Cultural Mediation in Europe, 1800-1950
Author :
Publisher : Leuven University Press
Total Pages : 225
Release :
ISBN-10 : 9789462701120
ISBN-13 : 9462701121
Rating : 4/5 (20 Downloads)

Synopsis Cultural Mediation in Europe, 1800-1950 by : Reine Meylaerts

International exchange in European cultural life in the 19th and 20th centuries From the early nineteenth century till the middle of the twentieth century, cultures in Europe were primarily national. They were organized and conceived of as attributes of the nation states. Nonetheless, these national cultures crossed borders with an unprecedented intensity even before globalization transformed the very concept of culture. During that long period, European cultures have imported and exported products, techniques, values, and ideas, relying on invisible but efficient international networks. The central agents of these networks are considered mediators: translators, publishers, critics, artists, art dealers and collectors, composers. These agents were not only the true architects of intercultural transfer, they also largely contributed to the shaping of a common canon and of aesthetic values that became part of the history of national cultures. Cultural Mediation in Europe, 1800-1950 analyses the strategic transfer roles of cultural mediators active in large parts of Western Europe in domains as varied as literature, music, visual arts, and design.

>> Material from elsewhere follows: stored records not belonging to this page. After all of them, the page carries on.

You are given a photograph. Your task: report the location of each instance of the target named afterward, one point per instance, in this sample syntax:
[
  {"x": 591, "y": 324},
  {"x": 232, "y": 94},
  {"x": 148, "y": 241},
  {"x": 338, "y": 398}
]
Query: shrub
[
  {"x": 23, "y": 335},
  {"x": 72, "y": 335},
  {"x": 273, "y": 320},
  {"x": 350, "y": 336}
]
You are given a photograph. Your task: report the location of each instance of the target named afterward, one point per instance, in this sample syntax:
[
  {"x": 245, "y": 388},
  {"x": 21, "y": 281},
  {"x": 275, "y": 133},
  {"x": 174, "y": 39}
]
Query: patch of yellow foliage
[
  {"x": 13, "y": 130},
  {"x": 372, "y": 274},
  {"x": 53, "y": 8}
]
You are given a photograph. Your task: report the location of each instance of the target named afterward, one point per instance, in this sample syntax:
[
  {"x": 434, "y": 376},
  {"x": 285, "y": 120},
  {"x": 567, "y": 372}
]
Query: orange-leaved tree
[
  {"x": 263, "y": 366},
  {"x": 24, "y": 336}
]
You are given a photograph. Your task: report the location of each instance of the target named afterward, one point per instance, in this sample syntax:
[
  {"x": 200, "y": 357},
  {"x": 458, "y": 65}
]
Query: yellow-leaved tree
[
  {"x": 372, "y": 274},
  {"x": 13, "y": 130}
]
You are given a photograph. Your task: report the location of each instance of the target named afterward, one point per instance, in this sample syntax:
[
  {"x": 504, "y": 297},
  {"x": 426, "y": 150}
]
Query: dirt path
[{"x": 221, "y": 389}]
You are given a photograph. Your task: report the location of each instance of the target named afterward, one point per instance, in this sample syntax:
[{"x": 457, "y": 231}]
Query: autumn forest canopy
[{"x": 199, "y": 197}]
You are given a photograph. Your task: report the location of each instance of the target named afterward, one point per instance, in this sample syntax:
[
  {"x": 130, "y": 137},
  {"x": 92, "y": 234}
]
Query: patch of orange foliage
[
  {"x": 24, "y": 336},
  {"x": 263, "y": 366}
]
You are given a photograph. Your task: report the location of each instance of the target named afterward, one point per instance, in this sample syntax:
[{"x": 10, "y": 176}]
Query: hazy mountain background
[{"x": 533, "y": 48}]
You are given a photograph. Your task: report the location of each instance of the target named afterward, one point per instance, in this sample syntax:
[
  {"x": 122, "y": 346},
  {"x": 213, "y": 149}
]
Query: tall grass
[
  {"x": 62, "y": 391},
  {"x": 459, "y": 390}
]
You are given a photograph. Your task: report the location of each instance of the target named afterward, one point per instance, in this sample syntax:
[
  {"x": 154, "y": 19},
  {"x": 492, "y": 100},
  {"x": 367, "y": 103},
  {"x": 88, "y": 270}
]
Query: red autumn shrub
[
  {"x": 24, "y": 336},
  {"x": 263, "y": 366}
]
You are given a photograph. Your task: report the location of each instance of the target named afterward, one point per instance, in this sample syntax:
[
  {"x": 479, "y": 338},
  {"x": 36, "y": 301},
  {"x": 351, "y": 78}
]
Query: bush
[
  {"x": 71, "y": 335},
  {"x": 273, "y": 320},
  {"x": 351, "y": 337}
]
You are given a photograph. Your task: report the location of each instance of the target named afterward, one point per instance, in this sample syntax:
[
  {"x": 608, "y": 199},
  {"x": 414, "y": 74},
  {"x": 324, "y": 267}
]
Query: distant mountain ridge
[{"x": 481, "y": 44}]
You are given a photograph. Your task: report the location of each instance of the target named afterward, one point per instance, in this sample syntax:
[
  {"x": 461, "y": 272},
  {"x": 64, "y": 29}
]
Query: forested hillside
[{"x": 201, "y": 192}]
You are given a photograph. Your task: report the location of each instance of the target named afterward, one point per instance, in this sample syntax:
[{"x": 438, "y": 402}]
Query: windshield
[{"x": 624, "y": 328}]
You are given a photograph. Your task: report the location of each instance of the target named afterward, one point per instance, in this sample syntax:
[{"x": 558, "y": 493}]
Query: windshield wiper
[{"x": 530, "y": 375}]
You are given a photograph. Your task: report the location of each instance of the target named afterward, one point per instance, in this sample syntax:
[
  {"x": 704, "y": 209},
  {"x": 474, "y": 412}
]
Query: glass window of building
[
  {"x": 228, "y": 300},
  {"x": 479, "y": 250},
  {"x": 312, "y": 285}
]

Contributors Amélie Auzoux (Université Paris IV-Sorbonne), Christophe Charle (Université Paris I-Panthéon-Sorbonne), Kate Kangaslahti (KU Leuven), Vesa Kurkela (University of the Arts, Helsinki), Anne O’Connor (University of Galway), Saijaleena Rantanen (University of the Arts, Helsinki), Ágnes Anna Sebestyén (Hungarian Museum of Architecture, Budapest), Inmaculada Serón Ordóñez (University of Málaga), Renske Suijver (Van Gogh Museum, Amsterdam), Tom Toremans (KU Leuven), Dirk Weissmann (Université Toulouse Jean-Jaurès)

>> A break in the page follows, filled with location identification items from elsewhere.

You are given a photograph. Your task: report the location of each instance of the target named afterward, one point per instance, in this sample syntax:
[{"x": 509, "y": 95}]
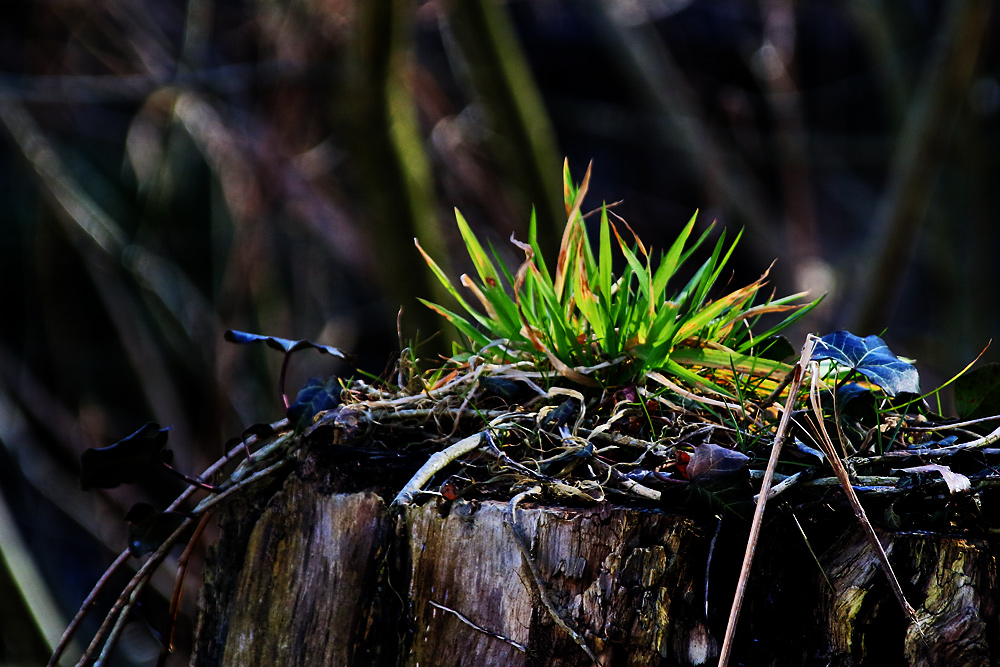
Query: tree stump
[{"x": 316, "y": 576}]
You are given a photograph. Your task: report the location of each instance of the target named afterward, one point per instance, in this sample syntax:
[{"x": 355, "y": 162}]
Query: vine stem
[{"x": 758, "y": 517}]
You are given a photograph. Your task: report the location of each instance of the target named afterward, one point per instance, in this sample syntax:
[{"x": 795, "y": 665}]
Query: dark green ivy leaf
[
  {"x": 125, "y": 461},
  {"x": 282, "y": 344},
  {"x": 316, "y": 396},
  {"x": 148, "y": 528},
  {"x": 871, "y": 357},
  {"x": 977, "y": 393}
]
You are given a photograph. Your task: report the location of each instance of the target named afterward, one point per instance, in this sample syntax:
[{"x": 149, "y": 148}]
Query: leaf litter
[{"x": 581, "y": 387}]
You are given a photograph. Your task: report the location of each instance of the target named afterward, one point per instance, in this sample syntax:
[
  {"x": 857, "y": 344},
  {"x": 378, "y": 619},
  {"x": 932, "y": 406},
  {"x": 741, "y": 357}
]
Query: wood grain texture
[
  {"x": 304, "y": 585},
  {"x": 322, "y": 578},
  {"x": 632, "y": 582},
  {"x": 950, "y": 581}
]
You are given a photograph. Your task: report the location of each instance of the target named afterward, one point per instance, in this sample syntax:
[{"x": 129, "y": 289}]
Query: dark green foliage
[
  {"x": 977, "y": 393},
  {"x": 283, "y": 344},
  {"x": 125, "y": 461},
  {"x": 871, "y": 357}
]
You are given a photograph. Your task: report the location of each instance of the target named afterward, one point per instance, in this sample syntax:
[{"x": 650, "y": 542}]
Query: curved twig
[{"x": 536, "y": 576}]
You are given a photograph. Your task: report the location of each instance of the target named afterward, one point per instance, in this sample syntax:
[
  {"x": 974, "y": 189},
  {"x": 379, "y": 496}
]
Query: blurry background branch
[{"x": 177, "y": 169}]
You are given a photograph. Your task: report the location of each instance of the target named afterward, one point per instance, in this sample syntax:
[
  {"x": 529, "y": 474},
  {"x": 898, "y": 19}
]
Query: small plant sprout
[{"x": 595, "y": 328}]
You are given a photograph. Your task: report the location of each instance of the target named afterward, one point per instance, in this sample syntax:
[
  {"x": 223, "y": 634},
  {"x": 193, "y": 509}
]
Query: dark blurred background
[{"x": 172, "y": 169}]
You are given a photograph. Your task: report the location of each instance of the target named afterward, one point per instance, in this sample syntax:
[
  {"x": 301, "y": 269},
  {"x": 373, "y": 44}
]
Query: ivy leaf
[
  {"x": 125, "y": 461},
  {"x": 977, "y": 393},
  {"x": 283, "y": 344},
  {"x": 148, "y": 528},
  {"x": 871, "y": 357},
  {"x": 857, "y": 401},
  {"x": 713, "y": 463},
  {"x": 316, "y": 396}
]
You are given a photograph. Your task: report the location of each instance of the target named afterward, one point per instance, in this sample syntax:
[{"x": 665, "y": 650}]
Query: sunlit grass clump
[{"x": 585, "y": 323}]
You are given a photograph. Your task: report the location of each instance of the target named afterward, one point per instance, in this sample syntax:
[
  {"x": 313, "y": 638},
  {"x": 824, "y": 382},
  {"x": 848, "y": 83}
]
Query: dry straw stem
[
  {"x": 838, "y": 468},
  {"x": 758, "y": 517}
]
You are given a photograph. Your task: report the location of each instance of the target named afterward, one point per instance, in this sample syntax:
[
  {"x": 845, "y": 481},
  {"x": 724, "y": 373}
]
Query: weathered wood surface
[{"x": 334, "y": 579}]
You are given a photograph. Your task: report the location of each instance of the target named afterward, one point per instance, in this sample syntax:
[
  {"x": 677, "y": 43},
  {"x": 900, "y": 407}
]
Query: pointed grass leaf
[
  {"x": 283, "y": 344},
  {"x": 316, "y": 396},
  {"x": 148, "y": 528},
  {"x": 871, "y": 357},
  {"x": 446, "y": 283},
  {"x": 126, "y": 461},
  {"x": 459, "y": 322},
  {"x": 775, "y": 348},
  {"x": 484, "y": 266},
  {"x": 672, "y": 260},
  {"x": 977, "y": 393},
  {"x": 728, "y": 360}
]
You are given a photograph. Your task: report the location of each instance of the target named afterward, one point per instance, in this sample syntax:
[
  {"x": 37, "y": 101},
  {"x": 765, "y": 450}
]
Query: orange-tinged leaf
[{"x": 474, "y": 288}]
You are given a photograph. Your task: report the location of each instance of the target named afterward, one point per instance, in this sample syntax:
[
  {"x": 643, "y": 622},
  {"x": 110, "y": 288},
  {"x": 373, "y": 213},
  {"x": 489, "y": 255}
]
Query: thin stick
[
  {"x": 167, "y": 647},
  {"x": 859, "y": 511},
  {"x": 85, "y": 608},
  {"x": 520, "y": 647},
  {"x": 435, "y": 464},
  {"x": 536, "y": 576},
  {"x": 92, "y": 597},
  {"x": 758, "y": 517}
]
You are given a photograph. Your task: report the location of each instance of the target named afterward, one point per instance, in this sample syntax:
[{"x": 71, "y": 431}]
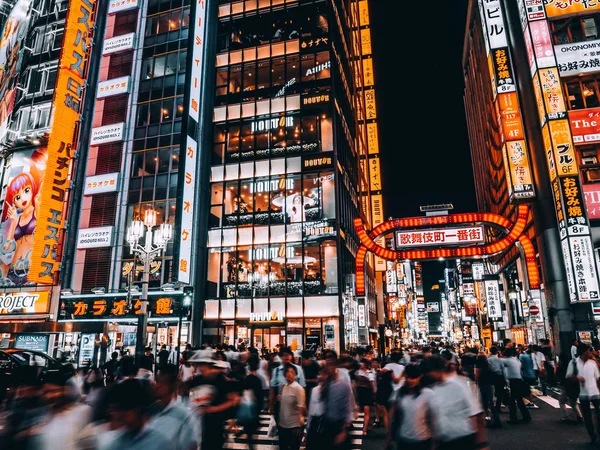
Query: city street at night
[{"x": 299, "y": 224}]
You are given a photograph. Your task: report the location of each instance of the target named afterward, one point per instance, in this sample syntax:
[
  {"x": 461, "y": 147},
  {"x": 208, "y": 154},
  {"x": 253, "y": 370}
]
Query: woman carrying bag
[
  {"x": 292, "y": 410},
  {"x": 410, "y": 424}
]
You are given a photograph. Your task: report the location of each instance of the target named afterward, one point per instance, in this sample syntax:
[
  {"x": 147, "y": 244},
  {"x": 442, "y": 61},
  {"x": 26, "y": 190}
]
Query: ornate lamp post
[{"x": 155, "y": 240}]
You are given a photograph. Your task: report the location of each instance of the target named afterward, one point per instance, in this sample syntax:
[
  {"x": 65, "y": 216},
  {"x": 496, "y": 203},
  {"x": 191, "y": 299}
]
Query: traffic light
[{"x": 188, "y": 295}]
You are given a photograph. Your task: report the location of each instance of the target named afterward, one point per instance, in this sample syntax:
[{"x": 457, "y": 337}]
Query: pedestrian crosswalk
[{"x": 260, "y": 441}]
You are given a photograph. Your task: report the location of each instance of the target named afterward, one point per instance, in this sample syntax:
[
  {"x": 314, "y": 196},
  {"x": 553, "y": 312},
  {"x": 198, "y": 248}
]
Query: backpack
[{"x": 247, "y": 412}]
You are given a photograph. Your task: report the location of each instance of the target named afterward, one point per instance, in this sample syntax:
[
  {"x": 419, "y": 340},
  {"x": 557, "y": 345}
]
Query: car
[{"x": 13, "y": 364}]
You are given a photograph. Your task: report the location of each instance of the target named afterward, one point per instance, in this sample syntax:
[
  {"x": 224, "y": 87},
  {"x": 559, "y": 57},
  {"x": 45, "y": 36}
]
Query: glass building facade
[{"x": 284, "y": 182}]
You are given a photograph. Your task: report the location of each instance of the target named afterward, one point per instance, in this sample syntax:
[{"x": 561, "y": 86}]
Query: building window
[
  {"x": 272, "y": 26},
  {"x": 575, "y": 29},
  {"x": 169, "y": 21}
]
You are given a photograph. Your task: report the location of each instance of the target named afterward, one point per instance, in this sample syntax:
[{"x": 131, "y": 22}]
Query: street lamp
[{"x": 155, "y": 240}]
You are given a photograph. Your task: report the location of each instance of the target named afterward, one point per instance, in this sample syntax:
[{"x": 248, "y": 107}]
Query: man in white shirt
[
  {"x": 396, "y": 368},
  {"x": 588, "y": 375},
  {"x": 454, "y": 408},
  {"x": 512, "y": 372}
]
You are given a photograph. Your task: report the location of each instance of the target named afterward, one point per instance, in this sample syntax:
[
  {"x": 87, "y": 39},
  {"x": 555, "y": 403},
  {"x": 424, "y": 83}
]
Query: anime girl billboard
[
  {"x": 12, "y": 42},
  {"x": 19, "y": 215}
]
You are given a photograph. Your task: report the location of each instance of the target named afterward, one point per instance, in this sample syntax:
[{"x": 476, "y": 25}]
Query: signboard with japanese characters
[
  {"x": 112, "y": 87},
  {"x": 578, "y": 57},
  {"x": 101, "y": 184},
  {"x": 116, "y": 6},
  {"x": 539, "y": 99},
  {"x": 185, "y": 241},
  {"x": 534, "y": 9},
  {"x": 118, "y": 44},
  {"x": 569, "y": 270},
  {"x": 433, "y": 307},
  {"x": 67, "y": 108},
  {"x": 552, "y": 93},
  {"x": 391, "y": 281},
  {"x": 375, "y": 174},
  {"x": 492, "y": 296},
  {"x": 95, "y": 237},
  {"x": 542, "y": 44},
  {"x": 585, "y": 125},
  {"x": 478, "y": 271},
  {"x": 440, "y": 237},
  {"x": 20, "y": 303},
  {"x": 555, "y": 8},
  {"x": 309, "y": 44},
  {"x": 591, "y": 193},
  {"x": 505, "y": 81},
  {"x": 494, "y": 21},
  {"x": 370, "y": 104},
  {"x": 520, "y": 170},
  {"x": 107, "y": 134},
  {"x": 373, "y": 138},
  {"x": 572, "y": 196},
  {"x": 117, "y": 307},
  {"x": 510, "y": 114},
  {"x": 319, "y": 161},
  {"x": 584, "y": 267},
  {"x": 315, "y": 99}
]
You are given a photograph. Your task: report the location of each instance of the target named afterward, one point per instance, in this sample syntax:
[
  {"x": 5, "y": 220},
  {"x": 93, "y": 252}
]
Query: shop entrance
[{"x": 268, "y": 337}]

Print Culture and Peripheries in Early Modern Europe

Print Culture and Peripheries in Early Modern Europe
Author :
Publisher : BRILL
Total Pages : 445
Release :
ISBN-10 : 9789004235755
ISBN-13 : 9004235752
Rating : 4/5 (55 Downloads)

Synopsis Print Culture and Peripheries in Early Modern Europe by : Benito Rial Costas

Despite the fact that, if only by number, small and peripheral cities played an important role in fifteenth and sixteenth-century European print culture, book history has mainly been dominated by monographs on individual big book centres. Through a number of specific case studies, which deploy a variety of methods and a wide range of sources, this volume seeks to enhance our understanding of printing and the book trade in small and peripheral European cities in the fifteenth and sixteenth centuries, and to emphasize the necessity of new research for the study of print culture in such cities.